[no subject]

[Date Prev][Date Next][Thread Prev][Thread Next][Date Index][Thread Index]

 



Bcc: 
Subject: Re: [PATCH 3/3] virtio: harden vring IRQ
Message-ID: <20220325021422-mutt-send-email-mst@xxxxxxxxxx>
Reply-To: 
In-Reply-To: <f7046303-7d7d-e39f-3c71-3688126cc812@xxxxxxxxxx>

On Fri, Mar 25, 2022 at 11:04:08AM +0800, Jason Wang wrote:
> 
> 在 2022/3/24 下午7:03, Michael S. Tsirkin 写道:
> > On Thu, Mar 24, 2022 at 04:40:04PM +0800, Jason Wang wrote:
> > > This is a rework on the previous IRQ hardening that is done for
> > > virtio-pci where several drawbacks were found and were reverted:
> > > 
> > > 1) try to use IRQF_NO_AUTOEN which is not friendly to affinity managed IRQ
> > >     that is used by some device such as virtio-blk
> > > 2) done only for PCI transport
> > > 
> > > In this patch, we tries to borrow the idea from the INTX IRQ hardening
> > > in the reverted commit 080cd7c3ac87 ("virtio-pci: harden INTX interrupts")
> > > by introducing a global irq_soft_enabled variable for each
> > > virtio_device. Then we can to toggle it during
> > > virtio_reset_device()/virtio_device_ready(). A synchornize_rcu() is
> > > used in virtio_reset_device() to synchronize with the IRQ handlers. In
> > > the future, we may provide config_ops for the transport that doesn't
> > > use IRQ. With this, vring_interrupt() can return check and early if
> > > irq_soft_enabled is false. This lead to smp_load_acquire() to be used
> > > but the cost should be acceptable.
> > Maybe it should be but is it?
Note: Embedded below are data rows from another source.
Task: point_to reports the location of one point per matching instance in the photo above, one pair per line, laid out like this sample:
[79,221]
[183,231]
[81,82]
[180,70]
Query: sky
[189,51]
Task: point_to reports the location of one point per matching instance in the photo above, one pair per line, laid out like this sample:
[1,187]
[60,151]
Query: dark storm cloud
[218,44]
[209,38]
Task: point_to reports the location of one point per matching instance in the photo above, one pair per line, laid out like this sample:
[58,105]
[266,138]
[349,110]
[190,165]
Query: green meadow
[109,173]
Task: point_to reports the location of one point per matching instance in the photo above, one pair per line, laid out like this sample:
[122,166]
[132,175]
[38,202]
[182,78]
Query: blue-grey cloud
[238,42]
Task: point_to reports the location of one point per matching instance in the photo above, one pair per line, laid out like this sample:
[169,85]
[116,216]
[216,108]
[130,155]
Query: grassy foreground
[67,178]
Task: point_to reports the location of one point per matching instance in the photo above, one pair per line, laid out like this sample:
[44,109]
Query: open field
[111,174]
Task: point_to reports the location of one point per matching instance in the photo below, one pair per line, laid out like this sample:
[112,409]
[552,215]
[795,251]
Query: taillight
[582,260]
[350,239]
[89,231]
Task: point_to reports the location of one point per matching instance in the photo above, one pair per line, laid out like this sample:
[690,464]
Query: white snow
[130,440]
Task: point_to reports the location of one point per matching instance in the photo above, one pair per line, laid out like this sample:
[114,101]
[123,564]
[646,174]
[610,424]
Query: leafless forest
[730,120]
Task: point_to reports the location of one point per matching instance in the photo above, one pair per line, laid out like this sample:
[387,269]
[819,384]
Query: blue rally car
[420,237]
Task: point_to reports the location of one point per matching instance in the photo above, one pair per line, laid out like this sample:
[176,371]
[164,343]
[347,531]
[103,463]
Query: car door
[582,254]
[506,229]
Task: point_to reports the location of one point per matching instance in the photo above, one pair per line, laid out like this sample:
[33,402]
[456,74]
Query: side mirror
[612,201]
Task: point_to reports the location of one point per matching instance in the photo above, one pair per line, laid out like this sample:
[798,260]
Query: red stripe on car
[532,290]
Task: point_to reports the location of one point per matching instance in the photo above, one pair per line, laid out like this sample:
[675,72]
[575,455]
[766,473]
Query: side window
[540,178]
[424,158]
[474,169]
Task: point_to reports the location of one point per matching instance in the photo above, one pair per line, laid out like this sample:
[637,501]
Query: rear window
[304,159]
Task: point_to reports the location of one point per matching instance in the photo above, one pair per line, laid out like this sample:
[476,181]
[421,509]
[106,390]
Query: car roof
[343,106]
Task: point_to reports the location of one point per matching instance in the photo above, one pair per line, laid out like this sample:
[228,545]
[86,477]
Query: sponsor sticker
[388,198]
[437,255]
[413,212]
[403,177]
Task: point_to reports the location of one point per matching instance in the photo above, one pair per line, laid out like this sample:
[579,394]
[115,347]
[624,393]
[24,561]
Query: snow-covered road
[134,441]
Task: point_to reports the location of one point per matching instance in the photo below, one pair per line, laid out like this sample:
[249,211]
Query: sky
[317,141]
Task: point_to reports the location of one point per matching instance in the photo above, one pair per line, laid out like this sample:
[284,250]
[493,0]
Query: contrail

Can't we use synchronize_irq instead?
> 
> 
> Even if we allow the transport driver to synchornize through
> synchronize_irq() we still need a check in the vring_interrupt().
> 
> We do something like the following previously:
> 
>         if (!READ_ONCE(vp_dev->intx_soft_enabled))
>                 return IRQ_NONE;
> 
> But it looks like a bug since speculative read can be done before the check
> where the interrupt handler can't see the uncommitted setup which is done by
> the driver.

I don't think so - if you sync after setting the value then
you are guaranteed that any handler running afterwards
will see the new value.

Although I couldn't find anything about this in memory-barriers.txt
which surprises me.

CC Paul to help make sure I'm right.


> 
> > 
> > > To avoid breaking legacy device which can send IRQ before DRIVER_OK, a
> > > module parameter is introduced to enable the hardening so function
> > > hardening is disabled by default.
> > Which devices are these? How come they send an interrupt before there
> > are any buffers in any queues?
> 
> 
> I copied this from the commit log for 22b7050a024d7
> 
> "
> 
>     This change will also benefit old hypervisors (before 2009)
>     that send interrupts without checking DRIVER_OK: previously,
>     the callback could race with driver-specific initialization.
> "
> 
> If this is only for config interrupt, I can remove the above log.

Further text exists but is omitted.